Here, the determination of Columbia's entitlement to relief depends upon the resolution of factual disputes between Tanya Johnson's declaration and the Defendants' hearing testimony. Columbia provided no clear indication why emergency relief is necessary given the acknowledgment that Columbia has had continuing access, [6] its employees are accompanied by armed off-duty police officers, and the Defendants have stated their willingness to permit access until the work is completed.[7] See Hearing Tr. at 7:5-10; 9:15-18; 13:8-14; 16:7-18:9.

For these reasons, Columbia's second motion for a temporary restraining order was denied without prejudice. See Sinclair Refining Co. v. Midland Oil Co., 55 F.2d 42, 45 (4th Cir. 1932) ("[T]he granting of a temporary restraining order or preliminary injunction is within the sound judicial discretion of the court....").

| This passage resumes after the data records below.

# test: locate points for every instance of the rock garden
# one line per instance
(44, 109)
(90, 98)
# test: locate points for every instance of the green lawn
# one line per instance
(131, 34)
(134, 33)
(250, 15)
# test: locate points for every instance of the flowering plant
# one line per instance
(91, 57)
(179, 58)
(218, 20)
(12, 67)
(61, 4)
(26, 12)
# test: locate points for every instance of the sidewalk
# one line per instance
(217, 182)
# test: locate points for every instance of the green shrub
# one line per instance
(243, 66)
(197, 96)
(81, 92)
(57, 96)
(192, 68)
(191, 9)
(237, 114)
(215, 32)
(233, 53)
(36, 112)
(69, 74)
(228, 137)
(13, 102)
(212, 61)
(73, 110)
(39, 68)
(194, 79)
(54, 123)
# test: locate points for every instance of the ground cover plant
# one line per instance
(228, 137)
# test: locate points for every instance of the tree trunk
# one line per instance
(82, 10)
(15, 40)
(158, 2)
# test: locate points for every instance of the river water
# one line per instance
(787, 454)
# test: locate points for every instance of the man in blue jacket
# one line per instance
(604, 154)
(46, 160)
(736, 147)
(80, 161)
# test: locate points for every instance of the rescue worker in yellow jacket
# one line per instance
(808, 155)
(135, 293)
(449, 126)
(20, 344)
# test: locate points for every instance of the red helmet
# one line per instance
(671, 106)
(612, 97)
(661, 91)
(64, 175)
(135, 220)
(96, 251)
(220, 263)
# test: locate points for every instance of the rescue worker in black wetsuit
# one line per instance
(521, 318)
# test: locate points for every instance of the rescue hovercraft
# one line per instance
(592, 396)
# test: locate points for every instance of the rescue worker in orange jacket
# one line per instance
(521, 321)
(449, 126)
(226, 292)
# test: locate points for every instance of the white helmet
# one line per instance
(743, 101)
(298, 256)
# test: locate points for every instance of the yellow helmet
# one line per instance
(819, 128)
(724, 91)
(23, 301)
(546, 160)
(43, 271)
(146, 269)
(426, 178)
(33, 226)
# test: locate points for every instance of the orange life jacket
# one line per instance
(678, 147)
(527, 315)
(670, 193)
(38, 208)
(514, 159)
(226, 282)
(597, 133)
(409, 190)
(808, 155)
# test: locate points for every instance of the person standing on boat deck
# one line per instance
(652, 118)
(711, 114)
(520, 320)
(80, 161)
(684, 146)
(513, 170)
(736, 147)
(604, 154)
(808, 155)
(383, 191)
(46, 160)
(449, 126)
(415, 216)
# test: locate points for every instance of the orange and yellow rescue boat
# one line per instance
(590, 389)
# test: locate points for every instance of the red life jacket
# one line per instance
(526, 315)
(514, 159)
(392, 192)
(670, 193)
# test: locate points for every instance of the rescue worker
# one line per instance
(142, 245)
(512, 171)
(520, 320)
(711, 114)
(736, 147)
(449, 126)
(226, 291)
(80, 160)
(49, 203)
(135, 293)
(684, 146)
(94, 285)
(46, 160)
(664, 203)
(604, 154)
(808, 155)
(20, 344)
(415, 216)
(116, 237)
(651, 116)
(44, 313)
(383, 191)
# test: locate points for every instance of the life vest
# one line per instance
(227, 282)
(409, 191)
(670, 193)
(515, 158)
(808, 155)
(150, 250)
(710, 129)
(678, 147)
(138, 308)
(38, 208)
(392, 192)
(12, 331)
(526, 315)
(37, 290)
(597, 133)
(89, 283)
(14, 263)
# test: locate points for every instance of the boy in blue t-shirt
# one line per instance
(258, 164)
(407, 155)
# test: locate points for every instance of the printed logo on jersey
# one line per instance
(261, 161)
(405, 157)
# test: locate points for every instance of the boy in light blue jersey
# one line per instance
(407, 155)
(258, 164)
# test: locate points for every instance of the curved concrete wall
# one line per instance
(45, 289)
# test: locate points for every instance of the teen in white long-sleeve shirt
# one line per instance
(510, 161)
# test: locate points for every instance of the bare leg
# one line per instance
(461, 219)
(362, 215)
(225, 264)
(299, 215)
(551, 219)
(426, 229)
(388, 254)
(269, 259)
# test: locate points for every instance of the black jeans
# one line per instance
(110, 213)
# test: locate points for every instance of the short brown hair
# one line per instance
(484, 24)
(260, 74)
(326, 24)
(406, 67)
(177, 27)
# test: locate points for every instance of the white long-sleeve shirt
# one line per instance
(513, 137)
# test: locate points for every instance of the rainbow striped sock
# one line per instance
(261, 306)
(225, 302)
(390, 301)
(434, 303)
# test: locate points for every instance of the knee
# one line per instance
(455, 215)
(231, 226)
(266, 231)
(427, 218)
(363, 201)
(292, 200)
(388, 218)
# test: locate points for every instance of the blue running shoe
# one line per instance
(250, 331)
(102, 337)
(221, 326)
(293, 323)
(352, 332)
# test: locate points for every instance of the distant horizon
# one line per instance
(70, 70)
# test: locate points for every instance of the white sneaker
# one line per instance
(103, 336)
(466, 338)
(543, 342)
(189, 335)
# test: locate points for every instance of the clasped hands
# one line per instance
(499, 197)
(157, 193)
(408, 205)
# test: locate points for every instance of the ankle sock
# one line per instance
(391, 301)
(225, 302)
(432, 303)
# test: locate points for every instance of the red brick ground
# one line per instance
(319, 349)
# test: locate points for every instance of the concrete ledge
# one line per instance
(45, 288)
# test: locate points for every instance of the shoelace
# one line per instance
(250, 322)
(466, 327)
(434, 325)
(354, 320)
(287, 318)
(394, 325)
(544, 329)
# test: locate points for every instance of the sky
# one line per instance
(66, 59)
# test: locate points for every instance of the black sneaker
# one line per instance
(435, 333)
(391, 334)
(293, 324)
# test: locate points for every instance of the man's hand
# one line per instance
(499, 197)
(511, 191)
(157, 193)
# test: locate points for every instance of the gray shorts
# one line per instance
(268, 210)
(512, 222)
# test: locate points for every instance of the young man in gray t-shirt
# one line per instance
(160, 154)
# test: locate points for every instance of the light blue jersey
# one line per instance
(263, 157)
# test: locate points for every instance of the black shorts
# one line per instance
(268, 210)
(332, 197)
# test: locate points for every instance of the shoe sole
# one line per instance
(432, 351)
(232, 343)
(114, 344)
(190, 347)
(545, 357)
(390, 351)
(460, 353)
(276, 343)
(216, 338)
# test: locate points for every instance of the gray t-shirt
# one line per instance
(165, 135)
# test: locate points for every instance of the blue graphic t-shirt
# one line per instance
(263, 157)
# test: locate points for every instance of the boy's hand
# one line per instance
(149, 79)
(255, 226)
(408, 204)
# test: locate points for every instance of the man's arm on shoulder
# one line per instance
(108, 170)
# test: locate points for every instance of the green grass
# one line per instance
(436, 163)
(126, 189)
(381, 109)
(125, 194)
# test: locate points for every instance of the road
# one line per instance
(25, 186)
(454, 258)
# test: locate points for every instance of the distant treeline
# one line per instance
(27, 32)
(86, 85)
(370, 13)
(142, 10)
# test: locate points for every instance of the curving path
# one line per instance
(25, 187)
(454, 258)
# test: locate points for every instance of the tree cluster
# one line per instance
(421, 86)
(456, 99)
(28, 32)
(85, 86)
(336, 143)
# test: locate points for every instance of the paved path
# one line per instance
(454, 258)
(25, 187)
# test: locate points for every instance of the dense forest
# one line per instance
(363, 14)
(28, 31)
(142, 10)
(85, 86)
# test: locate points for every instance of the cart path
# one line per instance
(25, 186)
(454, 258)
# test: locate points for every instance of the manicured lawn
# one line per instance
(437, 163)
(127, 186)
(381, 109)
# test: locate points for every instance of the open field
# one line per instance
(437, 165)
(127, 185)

Based on the facts presented at the hearing, Columbia still has access to the property, and has exercised that right of access as recently as January 14, 2015. The Court emphasizes that the Defendants must comply with any prior court orders.

It is apparent to the Court that the parties' true contentions surround the scope of Judge Motz's prior order, and that many of the confrontations between the Defendants and Columbia arise out of their differing interpretations of what Judge Motz's order grants Columbia. The clarification of the order and the prescription of limitations should be left to the discretion of Judge Motz, who is the best authority on the scope of his order. If the parties require clarification, they should seek it from Judge Motz.

III. Conclusion

For the reasons stated above, Columbia's motion for a temporary restraining order was denied without prejudice during the phone conference hearing on January 15, 2015.